For many people, vising their local library and picking up a book knowing it’s gone through several other hands can be a source of amazement. But for a skittish public in the 1890s, there was a nagging fear that handling a borrowed book could infect them with smallpox, scarlet fever, or tuberculosis. The pleasure of owning a library card became an exercise in terror.
In a fantastic article recently posted on Smithsonian, writer Joseph Hayes chronicles an extended bout of hysteria related to lending libraries in the United States and abroad. With news accounts of a Nebraskan librarian’s death from tuberculosis in 1895 being attributed to her handling of books, the public grew concerned that volumes could be contaminated by people harboring infectious diseases. While it seems as though this concern should be valid for other things repeatedly handled by the public—like doorknobs, for example—library books were singled out for their seeming ability to trap germs in pages that could then spring out when the book was opened. People were also fretful that someone with a fatal illness could cough onto the paper, expectorating tiny bits of germ-harboring tissue.
Physicians did little to dampen the concern, proclaiming either no knowledge of whether books could transmit disease or plainly stating that it was possible. In the UK, the Public Health Act of 1875, which limited the sharing of contaminated items like bedding, was expanded in 1907 to include library books, with people known to carry disease prohibited from handling titles available to the general public.
While paranoia was largely to blame for this bizarre belief, the panic actually aided conservative observers who feared certain books were salacious enough to corrupt the moral fabric.
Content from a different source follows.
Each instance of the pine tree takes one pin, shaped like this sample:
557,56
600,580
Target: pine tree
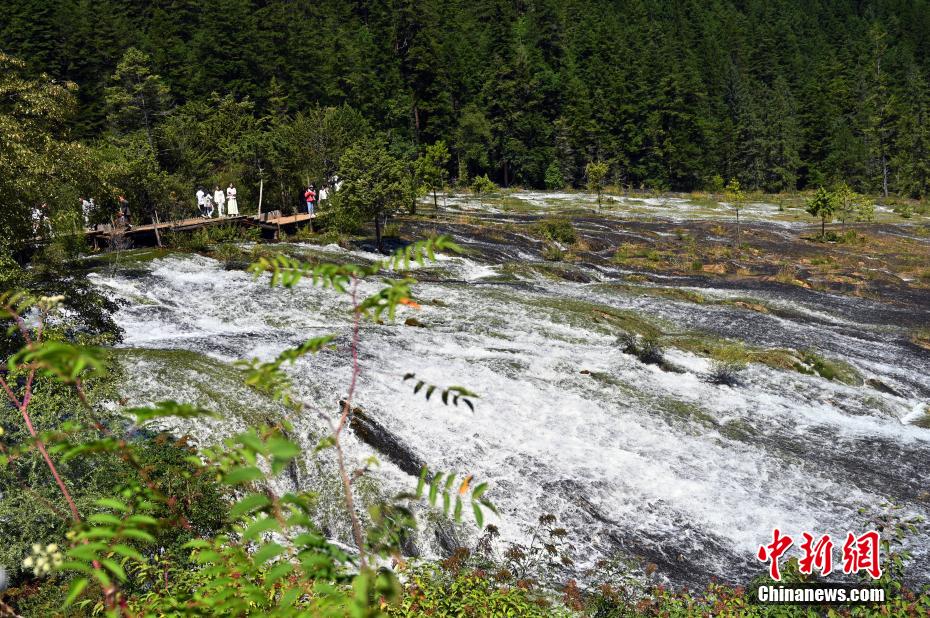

That libraries were being ostracized and books sat on shelves unread played into their objectives, and they attempted to reinforce the idea books were potential contagions whenever possible.
Libraries began to experiment with methods for sterilizing books, including steam or formaldehyde solutions. It took years before the public panic subsided and no massive outbreaks of disease as a result of book borrowing materialized. Modern medicine has determined that, while book pages could conceivably harbor disease, the risk of infection from handling them is extremely low.
Today’s libraries still clean books. At the Boston Public Library, for example, books go through what amounts to a tiny car wash on a conveyor belt, though it’s not to sterilize them. It’s simply to remove dust from pages.